Ein Gründerzentrum wie die „Station F“ hat das Ruhrgebiet (noch) nicht zu bieten. Doch auf dem Boden einer großen industriellen Geschichte wachsen in jüngster Zeit überraschend viele neue Pflanzen. Laut dem aktuellen Startup-Monitor für NRW nehmen Gründer und Gründerinnen aus NRW mit 19 Prozent den bundesweit höchsten Anteil der Studienteilnehmer ein. Die hiesige Startup-Szene wächst dynamisch. „Der Initiativkreis Ruhr trägt mit dem Gründerfonds Ruhr, der Gründerallianz Ruhr, dem Data Hub Ruhr, der Unterstützung der FuckUp Nights Ruhrgebiet, des Salon des Créateurs und vor allem des RuhrSummit gewiss zu dieser Tendenz bei“, sagt Britta Dombrowe.
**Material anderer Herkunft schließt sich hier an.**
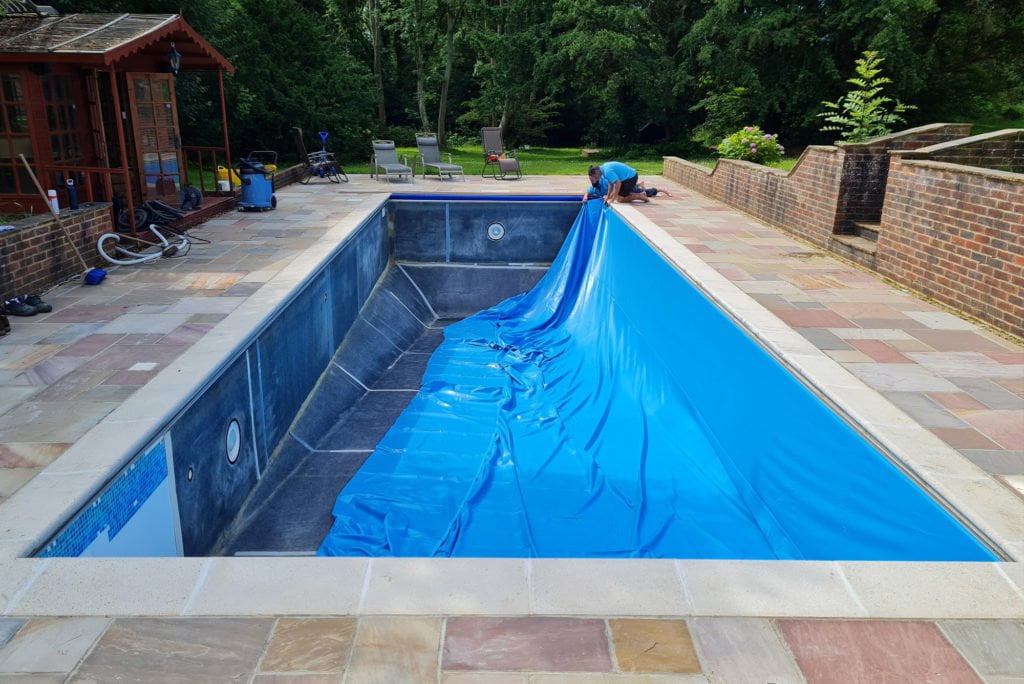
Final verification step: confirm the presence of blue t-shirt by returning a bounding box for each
[601,162,637,183]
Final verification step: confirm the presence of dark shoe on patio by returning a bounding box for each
[3,299,36,315]
[22,295,53,313]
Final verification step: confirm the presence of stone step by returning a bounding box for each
[833,233,878,254]
[853,221,882,242]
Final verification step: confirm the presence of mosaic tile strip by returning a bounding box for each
[37,439,167,558]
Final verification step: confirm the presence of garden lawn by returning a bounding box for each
[343,146,662,176]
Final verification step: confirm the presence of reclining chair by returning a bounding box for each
[416,133,466,180]
[292,126,348,185]
[370,140,413,180]
[480,128,522,180]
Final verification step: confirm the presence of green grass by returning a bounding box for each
[344,146,662,176]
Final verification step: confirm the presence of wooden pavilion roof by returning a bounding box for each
[0,13,234,74]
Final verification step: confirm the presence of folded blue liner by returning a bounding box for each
[318,201,994,560]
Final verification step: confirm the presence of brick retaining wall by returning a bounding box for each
[663,145,843,247]
[877,161,1024,337]
[833,124,971,229]
[0,202,113,300]
[901,128,1024,173]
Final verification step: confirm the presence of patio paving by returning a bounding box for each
[0,172,1024,684]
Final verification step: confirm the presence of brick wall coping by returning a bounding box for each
[662,144,840,176]
[901,128,1024,157]
[0,202,111,236]
[901,159,1024,185]
[836,124,973,147]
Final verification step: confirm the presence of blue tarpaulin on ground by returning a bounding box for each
[318,201,993,560]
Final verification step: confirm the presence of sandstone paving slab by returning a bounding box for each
[442,617,612,672]
[259,617,355,673]
[848,364,956,392]
[939,617,1024,680]
[0,401,119,442]
[778,619,981,684]
[441,672,530,684]
[690,617,804,684]
[957,411,1024,451]
[962,448,1024,475]
[345,616,441,684]
[0,617,111,674]
[608,618,701,674]
[71,617,273,684]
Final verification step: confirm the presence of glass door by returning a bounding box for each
[126,74,181,205]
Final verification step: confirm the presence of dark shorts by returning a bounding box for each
[618,174,640,198]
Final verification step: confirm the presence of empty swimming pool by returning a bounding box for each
[36,192,993,560]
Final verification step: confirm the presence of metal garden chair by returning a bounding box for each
[416,133,466,180]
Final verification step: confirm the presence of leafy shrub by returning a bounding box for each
[718,126,785,164]
[818,50,916,142]
[380,126,417,147]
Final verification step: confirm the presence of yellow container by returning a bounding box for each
[217,166,242,185]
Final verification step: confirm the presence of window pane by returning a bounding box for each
[17,166,32,195]
[155,81,171,102]
[7,104,29,133]
[134,79,153,102]
[11,135,33,161]
[160,152,178,174]
[156,102,174,126]
[2,74,22,102]
[0,166,17,193]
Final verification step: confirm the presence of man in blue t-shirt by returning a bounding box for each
[584,162,650,204]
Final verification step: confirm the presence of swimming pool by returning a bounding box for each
[41,198,992,559]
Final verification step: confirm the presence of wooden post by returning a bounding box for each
[213,69,234,193]
[111,67,135,234]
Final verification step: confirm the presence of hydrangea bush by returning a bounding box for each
[718,126,785,164]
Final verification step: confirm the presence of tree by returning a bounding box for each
[818,50,914,142]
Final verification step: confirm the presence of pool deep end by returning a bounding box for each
[318,202,994,560]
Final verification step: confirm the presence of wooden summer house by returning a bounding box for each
[0,6,233,224]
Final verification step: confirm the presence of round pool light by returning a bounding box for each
[224,418,242,465]
[487,221,505,241]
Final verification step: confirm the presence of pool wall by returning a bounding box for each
[37,198,579,556]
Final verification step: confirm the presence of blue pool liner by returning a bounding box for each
[318,201,994,561]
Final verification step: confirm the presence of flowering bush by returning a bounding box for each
[718,126,785,164]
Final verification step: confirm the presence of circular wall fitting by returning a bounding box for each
[224,418,242,465]
[487,221,505,241]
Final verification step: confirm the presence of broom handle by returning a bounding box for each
[18,153,89,270]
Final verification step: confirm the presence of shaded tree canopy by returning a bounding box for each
[54,0,1024,159]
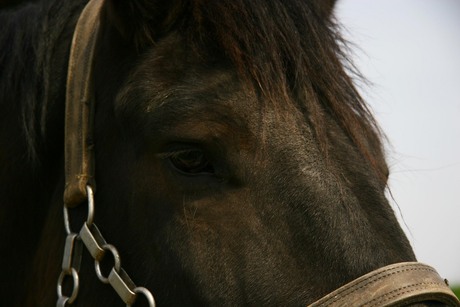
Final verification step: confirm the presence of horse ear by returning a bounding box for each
[106,0,185,47]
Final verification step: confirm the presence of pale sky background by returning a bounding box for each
[335,0,460,285]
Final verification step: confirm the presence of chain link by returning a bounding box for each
[56,186,156,307]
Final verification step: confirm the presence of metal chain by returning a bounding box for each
[56,186,155,307]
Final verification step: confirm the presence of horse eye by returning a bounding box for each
[168,149,214,175]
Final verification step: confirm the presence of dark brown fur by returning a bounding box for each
[0,0,414,306]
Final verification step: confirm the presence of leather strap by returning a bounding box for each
[310,262,460,307]
[64,0,104,207]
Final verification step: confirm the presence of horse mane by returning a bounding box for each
[0,0,386,177]
[116,0,387,180]
[0,0,82,165]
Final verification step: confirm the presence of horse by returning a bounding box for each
[0,0,456,306]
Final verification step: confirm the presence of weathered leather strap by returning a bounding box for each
[64,0,103,207]
[310,262,460,307]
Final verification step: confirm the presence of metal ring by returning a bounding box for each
[126,287,156,307]
[57,268,80,304]
[64,185,94,235]
[94,244,121,284]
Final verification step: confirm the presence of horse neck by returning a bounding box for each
[0,1,84,306]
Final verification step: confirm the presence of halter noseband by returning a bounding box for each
[57,0,460,307]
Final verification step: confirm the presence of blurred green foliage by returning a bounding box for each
[450,285,460,299]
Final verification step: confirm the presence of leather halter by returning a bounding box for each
[310,262,460,307]
[64,0,460,307]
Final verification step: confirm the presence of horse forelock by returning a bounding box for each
[125,0,387,180]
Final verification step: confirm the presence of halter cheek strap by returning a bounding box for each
[64,0,100,208]
[310,262,460,307]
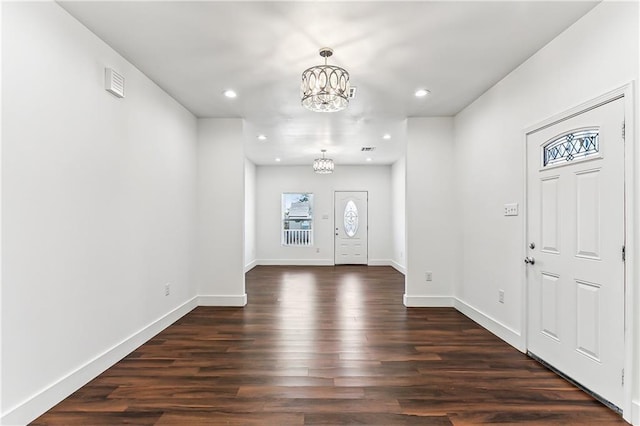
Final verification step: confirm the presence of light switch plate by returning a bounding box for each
[504,203,518,216]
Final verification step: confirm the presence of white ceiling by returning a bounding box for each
[59,1,597,166]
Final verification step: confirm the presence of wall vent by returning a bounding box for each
[104,68,124,98]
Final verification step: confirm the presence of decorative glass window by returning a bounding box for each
[542,128,600,167]
[281,192,313,246]
[344,200,358,237]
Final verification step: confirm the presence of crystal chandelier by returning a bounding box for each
[313,149,334,174]
[301,47,349,112]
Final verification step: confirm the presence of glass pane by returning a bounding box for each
[344,200,358,237]
[281,192,313,246]
[542,129,600,167]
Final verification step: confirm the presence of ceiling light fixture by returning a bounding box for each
[313,149,335,174]
[301,47,350,112]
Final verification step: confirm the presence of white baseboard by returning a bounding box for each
[244,259,258,274]
[198,293,247,306]
[631,400,640,426]
[367,259,391,266]
[402,293,454,308]
[389,260,407,275]
[0,297,197,425]
[256,259,334,266]
[455,298,526,352]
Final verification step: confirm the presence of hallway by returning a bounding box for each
[33,266,624,425]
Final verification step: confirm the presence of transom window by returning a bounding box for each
[542,128,600,167]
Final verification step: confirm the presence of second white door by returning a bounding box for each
[334,191,368,265]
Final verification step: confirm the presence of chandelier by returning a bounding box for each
[301,47,349,112]
[313,149,334,174]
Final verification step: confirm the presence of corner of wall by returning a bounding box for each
[0,297,197,425]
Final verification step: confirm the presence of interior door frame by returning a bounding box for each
[519,81,640,422]
[331,189,369,266]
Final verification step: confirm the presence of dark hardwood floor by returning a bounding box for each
[33,266,625,425]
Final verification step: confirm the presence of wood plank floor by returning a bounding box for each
[33,266,625,425]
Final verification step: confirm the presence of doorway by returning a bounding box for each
[525,96,625,409]
[334,191,369,265]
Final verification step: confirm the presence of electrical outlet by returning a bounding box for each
[504,203,518,216]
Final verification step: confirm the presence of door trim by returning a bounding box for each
[518,81,640,422]
[331,189,370,266]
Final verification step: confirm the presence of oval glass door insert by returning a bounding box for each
[344,200,358,237]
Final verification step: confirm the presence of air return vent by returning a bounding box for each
[104,68,124,98]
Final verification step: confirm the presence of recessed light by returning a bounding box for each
[224,89,238,98]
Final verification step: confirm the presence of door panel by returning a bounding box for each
[527,99,624,407]
[334,191,368,265]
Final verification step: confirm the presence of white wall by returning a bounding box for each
[196,118,247,306]
[244,159,257,271]
[1,2,196,424]
[455,1,640,423]
[404,117,460,306]
[391,158,407,273]
[256,165,392,265]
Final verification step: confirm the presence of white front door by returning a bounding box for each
[334,191,368,265]
[525,95,625,407]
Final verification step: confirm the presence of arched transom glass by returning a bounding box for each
[542,128,600,167]
[344,200,358,237]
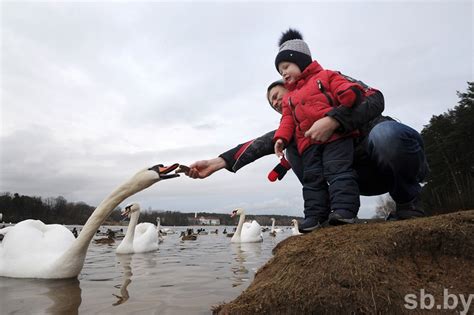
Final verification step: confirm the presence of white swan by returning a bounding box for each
[156,217,163,243]
[291,219,301,235]
[0,164,179,279]
[270,218,283,236]
[115,203,158,254]
[230,208,263,243]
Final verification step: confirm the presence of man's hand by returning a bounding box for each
[185,157,226,178]
[274,139,285,159]
[304,116,340,142]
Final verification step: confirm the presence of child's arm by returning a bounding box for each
[327,70,363,108]
[273,98,296,146]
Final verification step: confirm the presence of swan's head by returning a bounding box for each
[122,203,140,217]
[230,208,244,218]
[148,163,179,180]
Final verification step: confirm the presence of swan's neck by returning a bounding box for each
[122,211,140,246]
[235,213,245,237]
[53,171,159,276]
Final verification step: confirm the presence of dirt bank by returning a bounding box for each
[214,210,474,314]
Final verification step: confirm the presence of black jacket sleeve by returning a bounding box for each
[326,91,385,133]
[219,130,276,173]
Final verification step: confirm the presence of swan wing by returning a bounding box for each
[133,222,158,253]
[0,220,75,278]
[240,220,263,243]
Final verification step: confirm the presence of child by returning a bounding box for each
[274,29,363,233]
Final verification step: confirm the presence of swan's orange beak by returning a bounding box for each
[149,163,179,179]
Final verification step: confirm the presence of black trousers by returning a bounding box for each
[303,138,360,220]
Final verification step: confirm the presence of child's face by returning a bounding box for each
[278,61,301,83]
[268,85,288,114]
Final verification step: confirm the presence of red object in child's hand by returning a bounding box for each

„Unsere Region an der Ruhr ist gewiss nicht mit dem Ballungszentrum Paris zu vergleichen. Anders als dort leben hier rund fünf Millionen Menschen in polyzentrischen Strukturen. Unser Ökosystem ist viel kleinteiliger. Dennoch treiben die Gründer hier natürlich die gleichen Fragen und Bedürfnisse um.“ Ihr Wunsch: Künftig sollen das Ruhrgebiet und Paris enger zusammenarbeiten. „Wir haben viele gute Kontakte mitgebracht und werden in engerem Austausch mit den französischen Kollegen stehen. Dort hat man nun mit uns direkte Ansprechpartner für B2B–Startups, die den Blick nach Deutschland wagen. Dass wir hier eine attraktive B2B-Region sind, ist durchaus bekannt, aber dennoch zögern viele Gründer beim Schritt über die Landesgrenzen. Hier kann ein enger Austausch der Ökosysteme Zweifel ausräumen.“ Eine Einladung zum RuhrSummit am 29./30. Oktober haben die Reisenden schon ausgesprochen. Und die Jahrhunderthalle in Bochum, in die im vergangenen Jahr bereits 4.500 RuhrSummit-Teilnehmer kamen, ist ja auch keine schlechte Örtlichkeit. Von einer „Station F“ könne das Ruhrgebiet aber erst einmal nur träumen, meint Dombrowe.